For the past four years, I’ve been teaching poetry as part of my social justice as creativity unit in Composition II. I’ve taught several different poets–including favorites Katie Ford, Marvin Bell, and Yusef Komunyakaa–but have also been turning to novels in verse as a means of making the poetry more approachable to young adult students. I taught an excerpt from Jacqueline Woodson’s Brown Girl Dreaming (and I will read the whole thing this CBR, for sure), Kwame Alexander’s The Crossover, and Thanhha Lai’s Inside Out and Back Again this last school year. My friend F recommended Dust of Eden to me, so I was eager to give this novel a spin, especially since it focuses on internment during World War II.

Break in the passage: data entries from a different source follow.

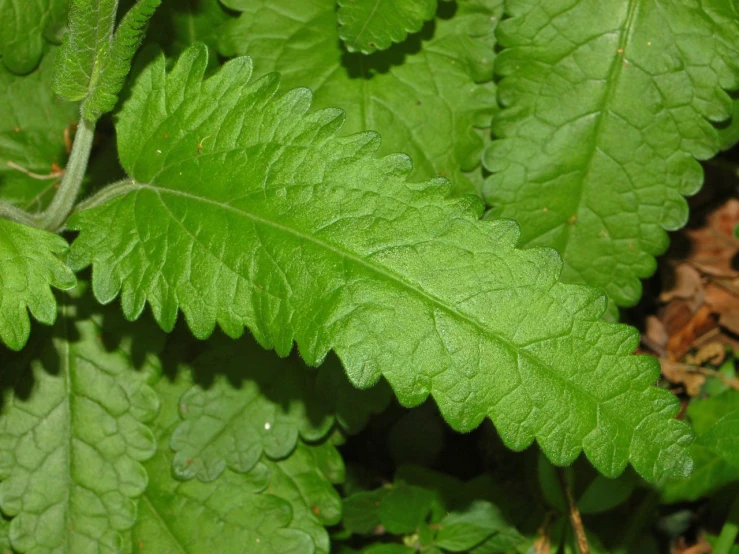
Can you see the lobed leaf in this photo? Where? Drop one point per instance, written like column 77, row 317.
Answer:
column 258, row 405
column 246, row 210
column 607, row 106
column 32, row 135
column 713, row 420
column 428, row 95
column 369, row 25
column 277, row 507
column 94, row 61
column 23, row 27
column 72, row 437
column 29, row 267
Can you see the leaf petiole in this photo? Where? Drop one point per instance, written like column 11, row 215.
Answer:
column 61, row 206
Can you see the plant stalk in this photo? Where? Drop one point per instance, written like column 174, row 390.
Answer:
column 61, row 206
column 729, row 531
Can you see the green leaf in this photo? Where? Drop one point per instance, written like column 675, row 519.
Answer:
column 72, row 435
column 404, row 508
column 176, row 25
column 277, row 507
column 361, row 511
column 461, row 531
column 369, row 25
column 94, row 61
column 603, row 494
column 426, row 96
column 259, row 405
column 607, row 105
column 29, row 267
column 244, row 210
column 32, row 135
column 23, row 26
column 712, row 470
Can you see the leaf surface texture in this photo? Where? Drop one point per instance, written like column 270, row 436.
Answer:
column 427, row 95
column 29, row 267
column 369, row 25
column 607, row 106
column 277, row 507
column 248, row 210
column 72, row 435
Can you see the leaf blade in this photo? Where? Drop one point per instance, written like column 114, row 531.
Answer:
column 602, row 126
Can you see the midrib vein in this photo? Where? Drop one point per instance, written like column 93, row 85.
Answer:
column 615, row 71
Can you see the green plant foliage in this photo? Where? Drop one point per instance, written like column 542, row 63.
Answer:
column 441, row 513
column 32, row 135
column 308, row 237
column 72, row 435
column 604, row 119
column 94, row 61
column 23, row 26
column 29, row 267
column 428, row 95
column 261, row 406
column 714, row 421
column 276, row 507
column 369, row 25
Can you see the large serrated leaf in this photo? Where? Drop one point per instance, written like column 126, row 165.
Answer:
column 369, row 25
column 29, row 267
column 22, row 29
column 276, row 508
column 606, row 108
column 72, row 435
column 32, row 136
column 426, row 96
column 260, row 404
column 95, row 61
column 246, row 210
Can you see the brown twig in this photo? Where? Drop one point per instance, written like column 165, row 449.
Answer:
column 575, row 518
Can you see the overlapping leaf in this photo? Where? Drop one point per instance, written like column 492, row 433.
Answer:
column 716, row 465
column 32, row 135
column 29, row 267
column 369, row 25
column 72, row 436
column 260, row 404
column 246, row 210
column 23, row 26
column 277, row 507
column 95, row 61
column 607, row 107
column 425, row 96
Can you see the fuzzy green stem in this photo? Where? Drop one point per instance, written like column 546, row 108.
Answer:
column 729, row 531
column 61, row 206
column 8, row 211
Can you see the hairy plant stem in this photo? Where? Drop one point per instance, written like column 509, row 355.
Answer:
column 8, row 211
column 61, row 206
column 729, row 531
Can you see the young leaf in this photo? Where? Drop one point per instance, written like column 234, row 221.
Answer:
column 277, row 507
column 176, row 25
column 712, row 468
column 72, row 435
column 369, row 25
column 22, row 29
column 259, row 405
column 32, row 135
column 428, row 106
column 94, row 61
column 29, row 267
column 606, row 108
column 244, row 210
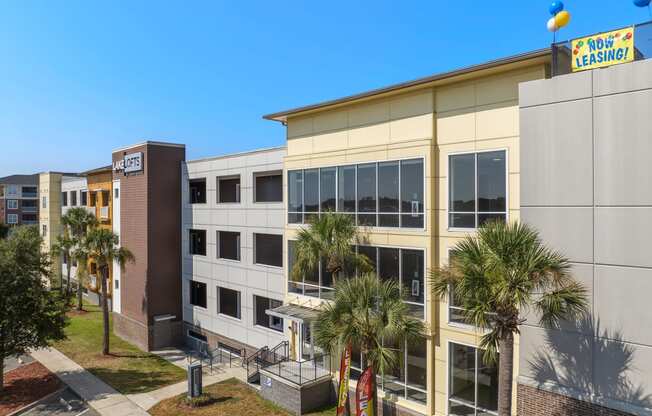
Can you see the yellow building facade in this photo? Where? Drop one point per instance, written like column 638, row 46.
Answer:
column 469, row 113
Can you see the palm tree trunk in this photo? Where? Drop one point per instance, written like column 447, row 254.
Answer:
column 505, row 374
column 105, row 311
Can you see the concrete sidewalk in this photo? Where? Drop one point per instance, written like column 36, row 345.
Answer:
column 99, row 395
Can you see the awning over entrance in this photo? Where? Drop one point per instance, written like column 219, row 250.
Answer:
column 297, row 313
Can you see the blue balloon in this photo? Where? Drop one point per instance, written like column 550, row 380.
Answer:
column 558, row 6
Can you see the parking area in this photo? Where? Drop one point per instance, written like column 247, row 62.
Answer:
column 63, row 403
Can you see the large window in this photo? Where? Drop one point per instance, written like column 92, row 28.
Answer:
column 384, row 194
column 197, row 242
column 228, row 302
column 228, row 189
column 268, row 187
column 473, row 385
column 261, row 305
column 197, row 191
column 406, row 266
column 408, row 379
column 268, row 249
column 198, row 294
column 477, row 188
column 228, row 245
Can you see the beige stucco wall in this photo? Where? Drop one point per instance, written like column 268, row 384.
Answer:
column 478, row 114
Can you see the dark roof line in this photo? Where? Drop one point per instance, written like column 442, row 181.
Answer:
column 282, row 115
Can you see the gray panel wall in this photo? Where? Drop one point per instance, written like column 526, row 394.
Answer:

Like so many verse novels for young adults, Mariko Nagai uses concise words, phrases that evoke a scene, description or dialogue, and deliberately broken lines in order to convey a novelistic effect in Dust of Eden. The narrator is Mina Tagawa, a middle-school-aged Japanese-American girl, who loves her family, choir, her best friend Jamie, and her cat Basho. She considers herself to be of two worlds, but when the United States enters World War II, she is suddenly and forcefully placed into a new world: that of Foreign Other. She is repeatedly called terrible names, her father is threatened and taken away “for questioning,” and her family is eventually forced to “evacuate” to an internment camp in Montana, a far cry from their beautiful Seattle home. Mina struggles to keep her spirits up as her family is broken and fractured time and again, just as she struggles to reconcile the two parts of her identity.
This book is sad and wonderful all at once. Nagai uses simple words that carry huge implications. Mina’s voice is powerful and winsome at once–I wanted to hug her and be her friend. I had read Yoshiko Uchida’s The Invisible Thread last year, which was an incredible first-person account of internment, but this was an excellent glimpse, as well. Nagai does not shy away from the horrible indignities that Japanese-American citizens suffered, but she also complexifies the issue when discussing why some of these people still consider themselves to be American. Because they are.
I am so glad I read this book, and so glad it rounded out my Double Cannonball. On to the triple header!